Defining splits of neural network models: Investigating innovative techniques for dividing and distributing neural network models between cloud and single/multiple edge devices to balance computational loads and resource utilization. This includes dynamic model splitting strategies to adapt to changing conditions in real-time (e.g., malfunctioning edge devices) and requires minimizing the communication overhead when transferring data between devices.
Investigation of Message Passing Schemes for online training: distributed training using stochastic gradient descent (SGD) methods face big issues regarding communication overhead, data imbalances, dealing with hardware heterogeneity and complexity of the implementation. Recently, message passing algorithms based on belief propagation have shown to be a viable alternative to SGD, whilst offering more advantages when deploying these algorithms in a distributed context. The goal is then to design efficient message passing schemes taking the characteristics of the edge and cloud devices into account.
What we offer you
At IPI, we offer you the opportunity to conduct research in a highly international and friendly working environment. We provide ample opportunity for researchers to take initiative in their work and to develop their professional networks.

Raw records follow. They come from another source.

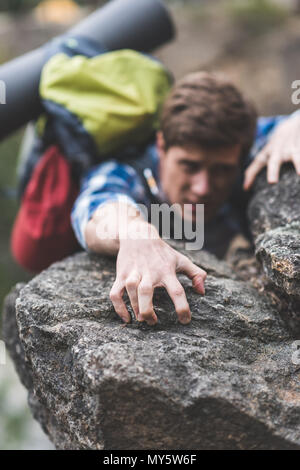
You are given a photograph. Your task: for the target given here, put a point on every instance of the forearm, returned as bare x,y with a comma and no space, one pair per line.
110,224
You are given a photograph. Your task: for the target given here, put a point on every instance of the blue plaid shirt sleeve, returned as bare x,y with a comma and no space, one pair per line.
107,182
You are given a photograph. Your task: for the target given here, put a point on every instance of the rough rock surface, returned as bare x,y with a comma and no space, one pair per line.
275,222
225,381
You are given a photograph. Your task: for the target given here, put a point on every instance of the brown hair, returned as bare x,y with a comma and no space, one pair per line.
206,110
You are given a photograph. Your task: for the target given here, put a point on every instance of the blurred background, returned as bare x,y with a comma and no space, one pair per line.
255,42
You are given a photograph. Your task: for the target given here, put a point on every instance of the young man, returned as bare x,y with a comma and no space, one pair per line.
204,144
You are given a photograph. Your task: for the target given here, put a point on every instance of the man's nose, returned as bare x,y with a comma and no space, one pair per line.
200,184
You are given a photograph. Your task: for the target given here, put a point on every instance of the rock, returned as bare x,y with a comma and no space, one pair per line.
275,222
225,381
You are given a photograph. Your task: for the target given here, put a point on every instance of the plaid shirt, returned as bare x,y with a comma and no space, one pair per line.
114,180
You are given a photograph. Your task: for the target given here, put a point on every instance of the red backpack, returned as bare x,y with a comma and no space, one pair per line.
42,232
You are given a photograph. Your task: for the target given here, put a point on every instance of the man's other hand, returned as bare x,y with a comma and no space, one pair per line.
144,263
283,146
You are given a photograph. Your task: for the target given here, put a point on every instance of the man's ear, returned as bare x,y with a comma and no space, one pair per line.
160,144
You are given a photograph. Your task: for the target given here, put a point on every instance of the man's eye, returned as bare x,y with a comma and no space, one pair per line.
222,169
190,168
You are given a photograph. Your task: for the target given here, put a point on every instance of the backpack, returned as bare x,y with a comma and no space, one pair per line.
97,103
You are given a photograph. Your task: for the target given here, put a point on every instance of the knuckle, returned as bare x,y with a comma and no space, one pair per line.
147,314
131,283
114,296
178,291
145,289
182,311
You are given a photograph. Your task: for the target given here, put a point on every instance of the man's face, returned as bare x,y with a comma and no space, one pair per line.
198,176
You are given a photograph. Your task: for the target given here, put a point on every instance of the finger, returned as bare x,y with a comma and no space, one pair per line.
116,296
254,168
177,294
196,274
145,302
296,161
273,169
131,286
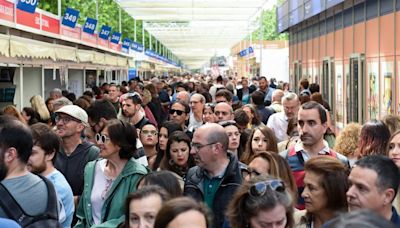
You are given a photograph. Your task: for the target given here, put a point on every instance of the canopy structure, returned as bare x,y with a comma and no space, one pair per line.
196,30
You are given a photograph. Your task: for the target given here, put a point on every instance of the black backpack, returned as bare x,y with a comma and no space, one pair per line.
14,211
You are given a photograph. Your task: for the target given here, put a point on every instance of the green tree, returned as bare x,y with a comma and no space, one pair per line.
269,27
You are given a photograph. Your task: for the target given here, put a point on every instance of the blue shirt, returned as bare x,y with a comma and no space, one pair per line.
64,195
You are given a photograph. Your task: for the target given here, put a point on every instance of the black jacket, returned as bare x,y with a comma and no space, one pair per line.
230,182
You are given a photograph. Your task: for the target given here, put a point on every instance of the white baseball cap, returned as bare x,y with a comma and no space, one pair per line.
74,111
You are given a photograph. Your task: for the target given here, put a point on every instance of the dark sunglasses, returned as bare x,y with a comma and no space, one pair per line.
260,188
178,112
101,138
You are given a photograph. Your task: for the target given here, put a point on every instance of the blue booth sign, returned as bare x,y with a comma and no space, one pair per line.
27,5
116,37
105,32
126,43
90,25
246,51
137,47
70,17
132,73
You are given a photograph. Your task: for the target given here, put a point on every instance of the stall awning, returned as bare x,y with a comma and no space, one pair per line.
28,48
65,53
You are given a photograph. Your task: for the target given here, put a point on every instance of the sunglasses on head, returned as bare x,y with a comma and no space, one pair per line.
260,188
101,138
178,112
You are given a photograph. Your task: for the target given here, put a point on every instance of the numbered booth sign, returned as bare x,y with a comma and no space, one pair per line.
105,32
27,5
90,25
70,17
126,43
116,36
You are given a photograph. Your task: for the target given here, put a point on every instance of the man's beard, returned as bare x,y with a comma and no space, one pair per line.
3,168
38,169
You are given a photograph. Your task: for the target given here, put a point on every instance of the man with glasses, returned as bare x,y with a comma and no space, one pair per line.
132,109
179,113
279,121
75,152
218,173
223,111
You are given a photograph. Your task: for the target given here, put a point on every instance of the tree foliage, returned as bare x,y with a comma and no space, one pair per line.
269,27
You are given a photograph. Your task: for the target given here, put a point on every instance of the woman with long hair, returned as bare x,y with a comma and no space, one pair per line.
262,200
38,104
325,187
374,138
260,139
109,179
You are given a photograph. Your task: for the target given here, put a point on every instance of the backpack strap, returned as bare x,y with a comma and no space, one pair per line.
16,213
11,207
51,210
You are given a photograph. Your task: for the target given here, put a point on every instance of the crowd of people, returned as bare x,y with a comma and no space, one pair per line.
195,151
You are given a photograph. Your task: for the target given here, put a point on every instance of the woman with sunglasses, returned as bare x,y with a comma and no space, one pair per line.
149,138
208,113
108,180
177,157
325,187
166,129
261,202
271,163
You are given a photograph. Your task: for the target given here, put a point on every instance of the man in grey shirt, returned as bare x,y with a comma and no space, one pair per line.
29,190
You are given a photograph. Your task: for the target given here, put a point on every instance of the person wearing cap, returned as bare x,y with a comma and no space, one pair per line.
133,111
74,153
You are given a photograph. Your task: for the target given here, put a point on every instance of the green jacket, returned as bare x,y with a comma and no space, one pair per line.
112,212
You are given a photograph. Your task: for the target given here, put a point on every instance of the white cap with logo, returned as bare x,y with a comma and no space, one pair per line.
75,112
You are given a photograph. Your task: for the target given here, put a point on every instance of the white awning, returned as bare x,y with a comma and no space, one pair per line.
196,30
28,48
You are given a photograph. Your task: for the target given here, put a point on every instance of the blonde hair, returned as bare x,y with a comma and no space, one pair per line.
12,111
347,141
38,104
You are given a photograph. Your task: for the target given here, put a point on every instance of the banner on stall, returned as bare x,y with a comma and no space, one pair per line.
115,37
105,32
27,5
90,25
70,17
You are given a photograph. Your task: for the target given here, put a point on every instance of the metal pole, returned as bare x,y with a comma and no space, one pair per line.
119,22
143,35
261,40
134,24
97,10
150,42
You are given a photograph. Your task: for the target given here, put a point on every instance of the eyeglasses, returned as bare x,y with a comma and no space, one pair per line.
217,113
198,146
65,119
178,112
250,172
101,138
147,132
260,188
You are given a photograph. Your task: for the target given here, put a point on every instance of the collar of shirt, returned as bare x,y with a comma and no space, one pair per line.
299,147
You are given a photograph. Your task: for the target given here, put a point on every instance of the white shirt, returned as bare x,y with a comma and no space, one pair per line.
278,123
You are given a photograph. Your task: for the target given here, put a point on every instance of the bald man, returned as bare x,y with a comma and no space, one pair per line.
218,173
183,96
223,111
276,104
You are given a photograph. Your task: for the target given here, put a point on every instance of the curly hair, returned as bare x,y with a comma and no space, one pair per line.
374,138
347,141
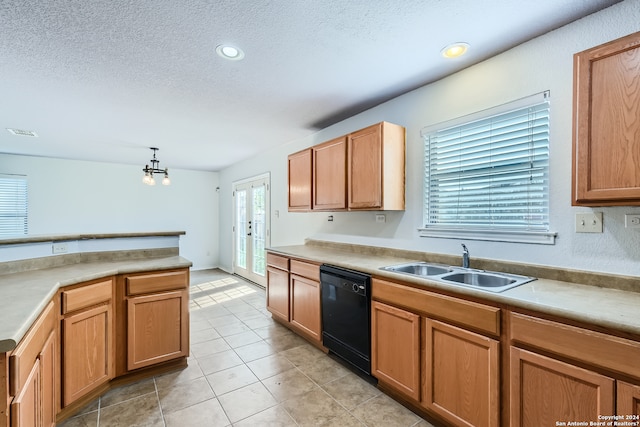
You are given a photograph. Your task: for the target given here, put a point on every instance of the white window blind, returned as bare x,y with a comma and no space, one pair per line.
490,173
13,205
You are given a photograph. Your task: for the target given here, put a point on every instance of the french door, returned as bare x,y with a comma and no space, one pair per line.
251,228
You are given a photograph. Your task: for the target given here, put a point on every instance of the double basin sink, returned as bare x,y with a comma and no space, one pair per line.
478,279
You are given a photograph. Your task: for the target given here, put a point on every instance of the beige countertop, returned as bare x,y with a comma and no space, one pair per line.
605,307
24,295
64,237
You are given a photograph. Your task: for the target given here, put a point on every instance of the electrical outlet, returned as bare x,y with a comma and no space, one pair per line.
589,222
59,248
632,221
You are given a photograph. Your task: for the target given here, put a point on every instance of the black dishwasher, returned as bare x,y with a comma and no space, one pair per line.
346,315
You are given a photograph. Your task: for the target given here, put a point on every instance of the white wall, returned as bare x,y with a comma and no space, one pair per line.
545,63
70,196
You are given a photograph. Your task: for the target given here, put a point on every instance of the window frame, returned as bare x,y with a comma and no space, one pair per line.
19,211
518,234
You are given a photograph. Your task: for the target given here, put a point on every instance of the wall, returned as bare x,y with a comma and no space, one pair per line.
75,197
545,63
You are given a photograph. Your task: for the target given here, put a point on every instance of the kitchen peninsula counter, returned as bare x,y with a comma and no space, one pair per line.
23,295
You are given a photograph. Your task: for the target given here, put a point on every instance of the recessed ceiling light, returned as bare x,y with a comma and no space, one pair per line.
22,132
454,50
229,52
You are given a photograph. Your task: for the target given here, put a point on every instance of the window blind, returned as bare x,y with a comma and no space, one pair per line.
13,206
490,173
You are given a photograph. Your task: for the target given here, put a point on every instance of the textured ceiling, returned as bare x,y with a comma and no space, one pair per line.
106,79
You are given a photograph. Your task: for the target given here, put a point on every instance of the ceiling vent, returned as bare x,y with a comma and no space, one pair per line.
22,132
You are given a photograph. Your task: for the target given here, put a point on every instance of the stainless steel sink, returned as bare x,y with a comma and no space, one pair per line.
419,269
460,276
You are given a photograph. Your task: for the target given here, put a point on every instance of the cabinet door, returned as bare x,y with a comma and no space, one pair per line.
365,168
25,408
87,345
157,328
544,391
330,175
461,375
300,181
628,399
606,126
48,381
278,293
395,348
305,305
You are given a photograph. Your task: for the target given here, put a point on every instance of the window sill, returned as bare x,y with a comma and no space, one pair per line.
512,236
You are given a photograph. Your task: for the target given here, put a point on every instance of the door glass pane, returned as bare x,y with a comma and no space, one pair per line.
259,230
241,227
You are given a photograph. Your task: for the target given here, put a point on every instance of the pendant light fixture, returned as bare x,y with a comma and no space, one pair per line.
149,171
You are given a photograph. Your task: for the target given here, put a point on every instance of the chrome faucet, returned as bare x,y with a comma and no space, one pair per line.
465,256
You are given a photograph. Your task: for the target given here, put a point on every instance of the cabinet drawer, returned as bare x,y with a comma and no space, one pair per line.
158,282
466,313
616,354
305,269
278,261
86,296
23,357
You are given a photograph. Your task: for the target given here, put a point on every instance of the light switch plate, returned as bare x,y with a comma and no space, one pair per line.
590,222
59,248
632,221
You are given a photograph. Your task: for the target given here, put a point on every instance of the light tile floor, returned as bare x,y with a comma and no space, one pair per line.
246,370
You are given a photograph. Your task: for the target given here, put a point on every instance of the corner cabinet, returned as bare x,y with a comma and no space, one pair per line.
606,125
33,374
364,170
86,339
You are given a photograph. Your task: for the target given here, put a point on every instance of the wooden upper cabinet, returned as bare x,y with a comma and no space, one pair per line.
300,180
329,175
606,124
364,170
376,168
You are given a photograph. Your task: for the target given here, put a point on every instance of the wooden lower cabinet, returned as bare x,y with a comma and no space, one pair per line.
628,399
48,362
461,375
157,328
544,391
278,293
35,403
305,306
87,343
395,348
278,286
25,408
33,374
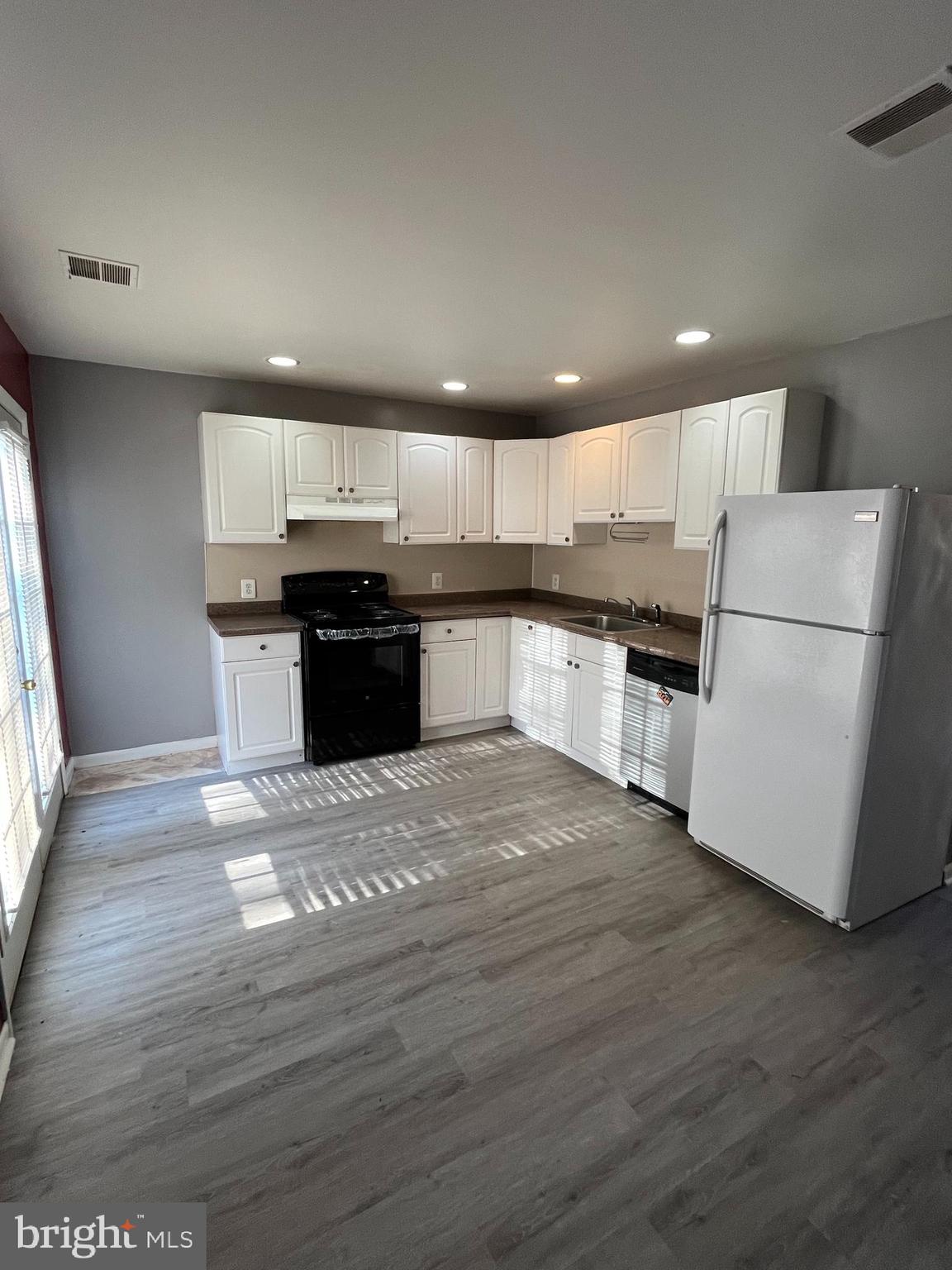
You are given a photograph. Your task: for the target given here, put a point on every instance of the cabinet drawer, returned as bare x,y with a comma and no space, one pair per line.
255,648
448,632
598,652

The salary is competitive and will be determined by the university salary scales. Staff members can count on a number of benefits, such as a broad range of training and educational opportunities, 36 days of vacation leave (on an annual basis for a full-time position), bicycle allowance, and more.
How to apply
Please submit your application by email to Prof. Bart Goossens with " [EdgeCloud] " in the subject line.
In your email, please include the following in 1 merged pdf file:
A cover letter with a brief motivation of your application: what do you consider the best aspects of your CV that demonstrate your academic excellence during your university education? What are your reasons for pursuing a PhD? Why would you like to work at UGent?
A detailed CV, describing your earlier experience and studies;
Contact details for three reference persons;
A list of publications (if available);
A transcript of your educational record (list of courses per year, number of obtained credits, obtained marks) if available. This need not be official documentation at this stage;
If available: 1-3 English language documents describing your earlier research or technical work (e.g., scientific papers, master thesis, report on project work, etc.). These documents need not be on the topic of the advertised position.
Applications remain welcome until the position is filled.